The Regulatory Flexibility Act (RFA), 5 U.S.C. chapter 6, requires
agencies to evaluate the economic impact of certain rules on small
entities. The RFA defines small entities to include small businesses,
small organizations, including not-for-profit organizations, and small
governmental jurisdictions. No analysis under the RFA is required for
this final rule because, for the reasons discussed above, the
Department is not required to engage in notice and comment under the
APA.
Title II of UMRA, Public Law 104-4, requires each Federal agency to
prepare a written statement assessing the effects of any Federal
mandate in a final agency rule that may result in an expenditure of
$100 million or more (adjusted annually for inflation with the base
year 1995) in any one year by State, local, and tribal governments, in
the aggregate, or by the private sector. This final rule does not
impose any Federal mandates on any state, local, or tribal government,
or on the private sector, within the meaning of UMRA. Additionally, as
discussed above, this final rule is promulgated without notice and
comment. Therefore, the requirements of title II of UMRA do not apply,
and the Department has not prepared a statement under UMRA.

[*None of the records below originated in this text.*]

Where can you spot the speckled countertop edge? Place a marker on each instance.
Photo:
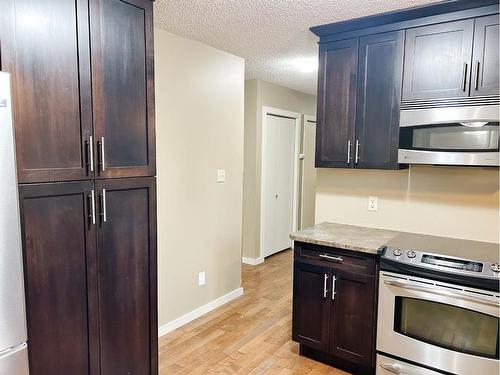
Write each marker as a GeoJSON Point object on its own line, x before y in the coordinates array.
{"type": "Point", "coordinates": [343, 236]}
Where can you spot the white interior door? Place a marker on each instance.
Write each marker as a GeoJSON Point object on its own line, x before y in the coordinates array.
{"type": "Point", "coordinates": [278, 183]}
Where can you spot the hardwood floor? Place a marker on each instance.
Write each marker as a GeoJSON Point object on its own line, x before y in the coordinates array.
{"type": "Point", "coordinates": [251, 335]}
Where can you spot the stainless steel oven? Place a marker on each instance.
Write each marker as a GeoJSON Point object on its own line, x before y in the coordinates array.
{"type": "Point", "coordinates": [466, 136]}
{"type": "Point", "coordinates": [432, 319]}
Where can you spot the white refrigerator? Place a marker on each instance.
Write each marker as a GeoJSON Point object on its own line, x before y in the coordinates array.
{"type": "Point", "coordinates": [13, 346]}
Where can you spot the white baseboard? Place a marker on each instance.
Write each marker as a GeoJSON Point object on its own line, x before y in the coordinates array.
{"type": "Point", "coordinates": [252, 261]}
{"type": "Point", "coordinates": [190, 316]}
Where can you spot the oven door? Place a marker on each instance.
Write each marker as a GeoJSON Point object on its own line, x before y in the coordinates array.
{"type": "Point", "coordinates": [438, 325]}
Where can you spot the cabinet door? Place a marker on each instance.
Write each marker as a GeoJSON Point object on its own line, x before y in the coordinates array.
{"type": "Point", "coordinates": [46, 49]}
{"type": "Point", "coordinates": [437, 61]}
{"type": "Point", "coordinates": [485, 73]}
{"type": "Point", "coordinates": [336, 103]}
{"type": "Point", "coordinates": [127, 276]}
{"type": "Point", "coordinates": [123, 92]}
{"type": "Point", "coordinates": [352, 317]}
{"type": "Point", "coordinates": [60, 278]}
{"type": "Point", "coordinates": [379, 96]}
{"type": "Point", "coordinates": [311, 305]}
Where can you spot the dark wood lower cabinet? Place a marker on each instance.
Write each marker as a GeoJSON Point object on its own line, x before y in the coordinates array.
{"type": "Point", "coordinates": [352, 317]}
{"type": "Point", "coordinates": [127, 276]}
{"type": "Point", "coordinates": [311, 307]}
{"type": "Point", "coordinates": [334, 306]}
{"type": "Point", "coordinates": [60, 278]}
{"type": "Point", "coordinates": [90, 272]}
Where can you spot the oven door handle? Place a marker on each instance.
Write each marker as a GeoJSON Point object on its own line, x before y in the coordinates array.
{"type": "Point", "coordinates": [441, 292]}
{"type": "Point", "coordinates": [395, 369]}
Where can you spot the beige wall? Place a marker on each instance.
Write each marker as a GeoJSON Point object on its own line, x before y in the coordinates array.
{"type": "Point", "coordinates": [199, 120]}
{"type": "Point", "coordinates": [258, 94]}
{"type": "Point", "coordinates": [444, 201]}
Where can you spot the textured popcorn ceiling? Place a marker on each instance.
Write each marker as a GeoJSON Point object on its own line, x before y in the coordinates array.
{"type": "Point", "coordinates": [269, 34]}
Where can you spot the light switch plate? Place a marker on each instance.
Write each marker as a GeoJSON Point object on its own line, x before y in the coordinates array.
{"type": "Point", "coordinates": [201, 278]}
{"type": "Point", "coordinates": [221, 175]}
{"type": "Point", "coordinates": [372, 203]}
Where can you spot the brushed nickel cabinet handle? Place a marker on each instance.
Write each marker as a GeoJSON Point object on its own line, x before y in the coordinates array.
{"type": "Point", "coordinates": [102, 154]}
{"type": "Point", "coordinates": [464, 77]}
{"type": "Point", "coordinates": [91, 204]}
{"type": "Point", "coordinates": [356, 158]}
{"type": "Point", "coordinates": [476, 78]}
{"type": "Point", "coordinates": [333, 287]}
{"type": "Point", "coordinates": [88, 164]}
{"type": "Point", "coordinates": [103, 214]}
{"type": "Point", "coordinates": [333, 259]}
{"type": "Point", "coordinates": [91, 151]}
{"type": "Point", "coordinates": [348, 151]}
{"type": "Point", "coordinates": [325, 290]}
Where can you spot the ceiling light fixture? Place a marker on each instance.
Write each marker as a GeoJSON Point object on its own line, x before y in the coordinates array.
{"type": "Point", "coordinates": [306, 64]}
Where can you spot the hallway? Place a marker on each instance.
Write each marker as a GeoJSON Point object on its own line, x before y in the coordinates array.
{"type": "Point", "coordinates": [251, 335]}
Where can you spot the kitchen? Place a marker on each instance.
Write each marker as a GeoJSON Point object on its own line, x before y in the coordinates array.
{"type": "Point", "coordinates": [398, 273]}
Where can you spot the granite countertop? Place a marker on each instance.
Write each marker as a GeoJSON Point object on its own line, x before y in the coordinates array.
{"type": "Point", "coordinates": [343, 236]}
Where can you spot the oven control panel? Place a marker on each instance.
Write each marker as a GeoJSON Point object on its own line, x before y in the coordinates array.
{"type": "Point", "coordinates": [443, 263]}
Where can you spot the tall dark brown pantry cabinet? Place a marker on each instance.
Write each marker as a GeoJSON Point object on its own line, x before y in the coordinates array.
{"type": "Point", "coordinates": [83, 94]}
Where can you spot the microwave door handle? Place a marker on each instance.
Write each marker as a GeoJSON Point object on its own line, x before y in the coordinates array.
{"type": "Point", "coordinates": [441, 292]}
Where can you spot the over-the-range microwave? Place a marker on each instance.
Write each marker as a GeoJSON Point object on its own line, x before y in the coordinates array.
{"type": "Point", "coordinates": [461, 135]}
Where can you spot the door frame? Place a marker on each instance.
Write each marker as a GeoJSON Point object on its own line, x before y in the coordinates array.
{"type": "Point", "coordinates": [306, 119]}
{"type": "Point", "coordinates": [297, 117]}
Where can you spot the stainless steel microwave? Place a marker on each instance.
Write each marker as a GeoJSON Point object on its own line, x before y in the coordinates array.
{"type": "Point", "coordinates": [467, 136]}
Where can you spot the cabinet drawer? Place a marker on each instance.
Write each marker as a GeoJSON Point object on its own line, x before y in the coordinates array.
{"type": "Point", "coordinates": [348, 260]}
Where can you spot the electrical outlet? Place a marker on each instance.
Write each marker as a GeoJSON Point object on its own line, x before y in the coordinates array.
{"type": "Point", "coordinates": [221, 175]}
{"type": "Point", "coordinates": [201, 278]}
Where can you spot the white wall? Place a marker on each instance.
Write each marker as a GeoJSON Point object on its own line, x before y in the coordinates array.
{"type": "Point", "coordinates": [199, 121]}
{"type": "Point", "coordinates": [443, 201]}
{"type": "Point", "coordinates": [258, 94]}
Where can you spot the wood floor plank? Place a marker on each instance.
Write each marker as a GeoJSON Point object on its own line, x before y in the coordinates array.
{"type": "Point", "coordinates": [251, 335]}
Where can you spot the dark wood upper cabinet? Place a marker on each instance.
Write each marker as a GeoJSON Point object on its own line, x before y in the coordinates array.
{"type": "Point", "coordinates": [378, 100]}
{"type": "Point", "coordinates": [352, 318]}
{"type": "Point", "coordinates": [438, 60]}
{"type": "Point", "coordinates": [45, 46]}
{"type": "Point", "coordinates": [336, 103]}
{"type": "Point", "coordinates": [485, 65]}
{"type": "Point", "coordinates": [60, 275]}
{"type": "Point", "coordinates": [311, 305]}
{"type": "Point", "coordinates": [123, 90]}
{"type": "Point", "coordinates": [127, 276]}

Executive Order 13132, ``Federalism,'' imposes certain requirements
on Federal agencies formulating and implementing policies or
regulations that preempt State law or that have federalism
implications. Executive Order 13132 requires agencies to examine the
constitutional and statutory authority supporting any action that would
limit the policymaking discretion of the States and to carefully assess
the necessity for such actions. Executive Order 13132 also requires
agencies to have an accountable process to ensure meaningful and timely
input by State and local officials in the development of regulatory
policies that have Federalism implications. This final rule does not
have significant federalism implications under Executive Order 13132.
Under the Paperwork Reduction Act of 1995 (PRA), 44 U.S.C. 3501-
3520, we are required to provide notice in the Federal Register and
solicit public comment before a ``collection of information''
requirement is submitted to the Office of Management and Budget (OMB)

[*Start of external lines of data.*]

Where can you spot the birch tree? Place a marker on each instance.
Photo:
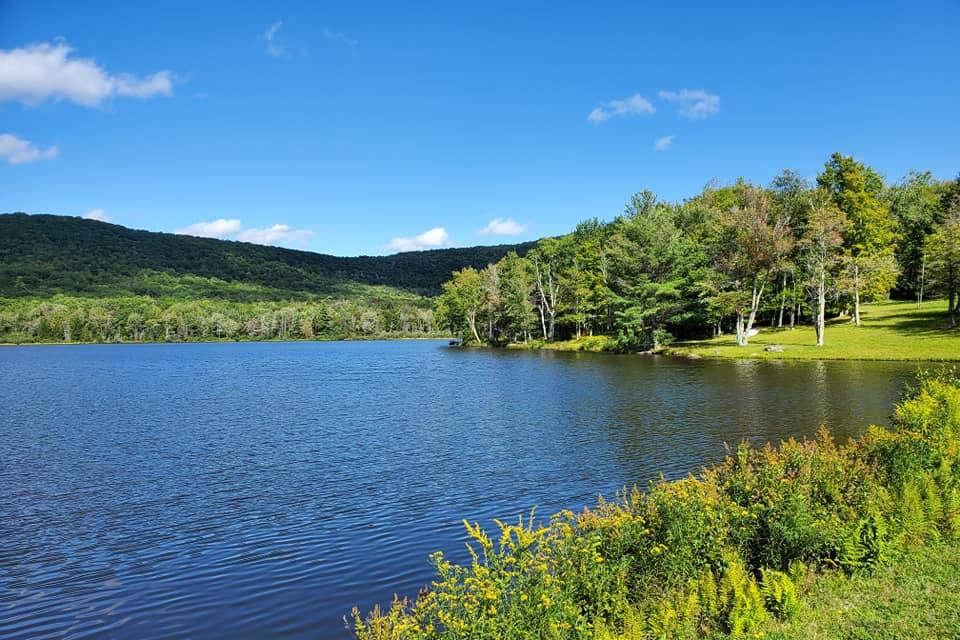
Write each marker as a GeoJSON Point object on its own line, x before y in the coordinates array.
{"type": "Point", "coordinates": [819, 248]}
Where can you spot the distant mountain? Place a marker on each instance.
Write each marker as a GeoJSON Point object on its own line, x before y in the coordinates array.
{"type": "Point", "coordinates": [44, 255]}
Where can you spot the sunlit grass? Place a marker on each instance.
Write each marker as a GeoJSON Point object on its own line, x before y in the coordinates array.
{"type": "Point", "coordinates": [915, 596]}
{"type": "Point", "coordinates": [889, 331]}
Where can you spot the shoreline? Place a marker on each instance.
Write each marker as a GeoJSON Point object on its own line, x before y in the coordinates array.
{"type": "Point", "coordinates": [175, 342]}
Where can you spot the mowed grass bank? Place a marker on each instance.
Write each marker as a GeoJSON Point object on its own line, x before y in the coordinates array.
{"type": "Point", "coordinates": [916, 596]}
{"type": "Point", "coordinates": [889, 331]}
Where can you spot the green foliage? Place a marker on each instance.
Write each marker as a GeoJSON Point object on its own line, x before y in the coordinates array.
{"type": "Point", "coordinates": [46, 255]}
{"type": "Point", "coordinates": [716, 556]}
{"type": "Point", "coordinates": [148, 319]}
{"type": "Point", "coordinates": [780, 593]}
{"type": "Point", "coordinates": [733, 257]}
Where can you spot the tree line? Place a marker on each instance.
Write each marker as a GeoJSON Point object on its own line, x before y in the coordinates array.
{"type": "Point", "coordinates": [147, 319]}
{"type": "Point", "coordinates": [45, 255]}
{"type": "Point", "coordinates": [727, 259]}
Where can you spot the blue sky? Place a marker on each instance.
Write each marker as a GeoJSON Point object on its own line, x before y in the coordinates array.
{"type": "Point", "coordinates": [363, 128]}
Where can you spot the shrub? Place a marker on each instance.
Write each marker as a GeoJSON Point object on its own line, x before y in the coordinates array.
{"type": "Point", "coordinates": [712, 556]}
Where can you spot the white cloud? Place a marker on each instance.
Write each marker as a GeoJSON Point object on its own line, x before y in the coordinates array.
{"type": "Point", "coordinates": [436, 237]}
{"type": "Point", "coordinates": [664, 143]}
{"type": "Point", "coordinates": [19, 151]}
{"type": "Point", "coordinates": [634, 105]}
{"type": "Point", "coordinates": [694, 103]}
{"type": "Point", "coordinates": [44, 71]}
{"type": "Point", "coordinates": [270, 35]}
{"type": "Point", "coordinates": [221, 228]}
{"type": "Point", "coordinates": [232, 229]}
{"type": "Point", "coordinates": [503, 227]}
{"type": "Point", "coordinates": [97, 214]}
{"type": "Point", "coordinates": [276, 235]}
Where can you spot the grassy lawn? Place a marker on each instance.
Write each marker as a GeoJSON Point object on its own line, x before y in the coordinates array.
{"type": "Point", "coordinates": [889, 331]}
{"type": "Point", "coordinates": [916, 596]}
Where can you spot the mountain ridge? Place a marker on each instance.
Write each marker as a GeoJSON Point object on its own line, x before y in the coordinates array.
{"type": "Point", "coordinates": [45, 254]}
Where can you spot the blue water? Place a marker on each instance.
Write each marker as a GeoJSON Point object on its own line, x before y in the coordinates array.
{"type": "Point", "coordinates": [261, 490]}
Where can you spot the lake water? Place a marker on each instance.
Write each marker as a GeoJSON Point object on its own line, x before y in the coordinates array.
{"type": "Point", "coordinates": [261, 490]}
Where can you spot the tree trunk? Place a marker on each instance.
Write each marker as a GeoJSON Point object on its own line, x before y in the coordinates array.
{"type": "Point", "coordinates": [821, 308]}
{"type": "Point", "coordinates": [472, 319]}
{"type": "Point", "coordinates": [754, 306]}
{"type": "Point", "coordinates": [783, 300]}
{"type": "Point", "coordinates": [923, 270]}
{"type": "Point", "coordinates": [856, 294]}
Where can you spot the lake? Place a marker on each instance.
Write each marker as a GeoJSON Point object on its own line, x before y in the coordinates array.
{"type": "Point", "coordinates": [260, 490]}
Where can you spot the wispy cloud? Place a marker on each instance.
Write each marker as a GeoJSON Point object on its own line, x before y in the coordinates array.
{"type": "Point", "coordinates": [278, 234]}
{"type": "Point", "coordinates": [431, 239]}
{"type": "Point", "coordinates": [632, 106]}
{"type": "Point", "coordinates": [221, 228]}
{"type": "Point", "coordinates": [232, 229]}
{"type": "Point", "coordinates": [503, 227]}
{"type": "Point", "coordinates": [694, 103]}
{"type": "Point", "coordinates": [19, 151]}
{"type": "Point", "coordinates": [663, 143]}
{"type": "Point", "coordinates": [270, 37]}
{"type": "Point", "coordinates": [45, 71]}
{"type": "Point", "coordinates": [97, 214]}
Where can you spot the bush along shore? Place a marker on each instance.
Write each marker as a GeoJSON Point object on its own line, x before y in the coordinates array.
{"type": "Point", "coordinates": [728, 554]}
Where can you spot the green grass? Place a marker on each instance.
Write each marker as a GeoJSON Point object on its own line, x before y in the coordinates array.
{"type": "Point", "coordinates": [889, 331]}
{"type": "Point", "coordinates": [916, 596]}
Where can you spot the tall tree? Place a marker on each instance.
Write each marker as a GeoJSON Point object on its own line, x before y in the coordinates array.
{"type": "Point", "coordinates": [753, 243]}
{"type": "Point", "coordinates": [516, 290]}
{"type": "Point", "coordinates": [549, 259]}
{"type": "Point", "coordinates": [943, 249]}
{"type": "Point", "coordinates": [915, 203]}
{"type": "Point", "coordinates": [819, 249]}
{"type": "Point", "coordinates": [651, 257]}
{"type": "Point", "coordinates": [461, 302]}
{"type": "Point", "coordinates": [869, 232]}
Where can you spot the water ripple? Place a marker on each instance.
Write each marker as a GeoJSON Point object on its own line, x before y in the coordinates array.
{"type": "Point", "coordinates": [262, 490]}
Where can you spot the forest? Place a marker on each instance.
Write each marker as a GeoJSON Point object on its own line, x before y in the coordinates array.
{"type": "Point", "coordinates": [45, 255]}
{"type": "Point", "coordinates": [727, 260]}
{"type": "Point", "coordinates": [65, 279]}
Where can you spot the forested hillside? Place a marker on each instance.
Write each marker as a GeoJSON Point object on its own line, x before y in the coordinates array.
{"type": "Point", "coordinates": [42, 255]}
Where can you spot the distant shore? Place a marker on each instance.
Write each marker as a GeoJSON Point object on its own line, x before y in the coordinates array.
{"type": "Point", "coordinates": [891, 331]}
{"type": "Point", "coordinates": [221, 341]}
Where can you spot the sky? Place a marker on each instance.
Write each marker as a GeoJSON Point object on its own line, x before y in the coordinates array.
{"type": "Point", "coordinates": [370, 128]}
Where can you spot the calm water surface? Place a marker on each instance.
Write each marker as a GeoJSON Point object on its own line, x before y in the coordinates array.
{"type": "Point", "coordinates": [262, 490]}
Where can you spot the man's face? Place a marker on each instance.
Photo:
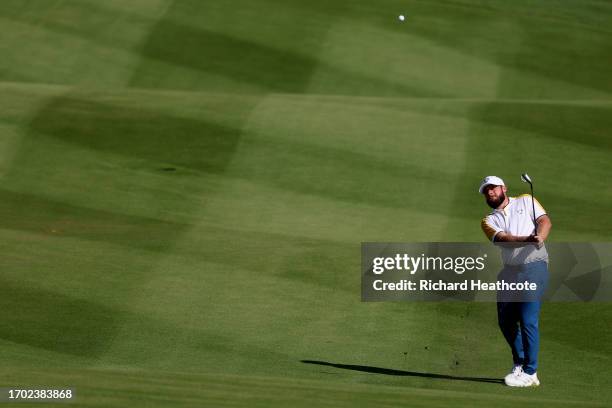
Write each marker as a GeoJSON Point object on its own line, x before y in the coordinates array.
{"type": "Point", "coordinates": [495, 195]}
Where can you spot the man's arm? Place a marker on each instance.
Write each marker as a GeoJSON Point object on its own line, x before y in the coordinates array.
{"type": "Point", "coordinates": [544, 226]}
{"type": "Point", "coordinates": [507, 237]}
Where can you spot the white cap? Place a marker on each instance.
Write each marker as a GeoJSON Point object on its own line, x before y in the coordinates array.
{"type": "Point", "coordinates": [490, 180]}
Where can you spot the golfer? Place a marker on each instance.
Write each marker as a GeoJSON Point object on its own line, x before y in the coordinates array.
{"type": "Point", "coordinates": [511, 226]}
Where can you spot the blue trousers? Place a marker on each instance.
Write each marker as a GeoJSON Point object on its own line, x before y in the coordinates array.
{"type": "Point", "coordinates": [518, 314]}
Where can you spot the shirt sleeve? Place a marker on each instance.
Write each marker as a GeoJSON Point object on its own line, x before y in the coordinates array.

for review and approval. Collection of information is defined under 5
CFR 1320.3(c) of the PRA's implementing regulations. This final rule
will not impose additional reporting or recordkeeping requirements
under the PRA.
List of Subjects in 20 CFR Part 652
Employment, Grant programs--labor, Reporting and recordkeeping
requirements.
For the reasons discussed in the preamble, the Department of Labor
is amending 20 CFR part 652 as follows:
PART 652--ESTABLISHMENT AND FUNCTIONING OF STATE EMPLOYMENT SERVICE
0
1. The authority citation for part 652 continues to read as follows:
Authority: 29 U.S.C. chapter 4B; 38 U.S.C. chapters 41 and 42;
Secs. 189 and 503, Public Law 113-128, 128 Stat. 1425 (July 22,
2014).
Subpart C--Employment Service Services in a One-Stop Delivery
System Environment
0
2. Amend Sec. 652.215 by revising paragraph (d) to read as follows:
Sec. 652.215 What staffing models must be used to deliver services in
the Employment Service?
* * * * *
(d) All States must comply with the requirements in this section no
later than January 21, 2027.
Henry Maklakiewicz,
Assistant Secretary for Employment and Training, Labor.